Just now, with the great German offensive on in France, the supply and transport men are getting their opportunity. They are all class B men, that is to say, men who are not good enough for the first line; but they are sticking it like heroes, and taking their convoys up, no matter how broken the roads, how severe the bursts of the big shells and the bombs dropped by the gothas. They get little credit for their work and never a chance to show their mettle in the hand-to-hand of actual conflict; there are no V.C.’s for them and precious few other distinctions. Still, they are carrying on, and munitions go up, and man and beast are fed; and if some poor devils are blown to bits, they have at least had a pretty lengthy run for their money.
I have no wish to be statistical, and figures are dull reading, but the essence of supply-work is this. Every man you have in the field means about three pounds of food a day, seven days a week and three hundred and sixtyfive days a year. Every horse eats twenty-four pounds of forage a day, and eight pounds more for the big teamsters.
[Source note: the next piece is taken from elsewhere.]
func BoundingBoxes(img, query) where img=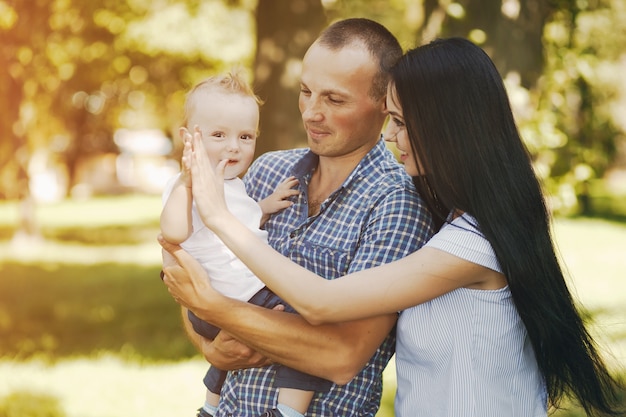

You have to collect this material, you have to waste as little of it as you can, you have to carry it and distribute it to perhaps a couple of million mouths — day after day, week after week, month after month. It is the one job that never ceases. You want honest men for it — food and forage just now are easily what literary folk would call ‘ the best sellers’; you want men who are good at figures; and, thirdly, you want men who are patient and not afraid of doing to-day as they did yesterday, and the day before, and the day before that.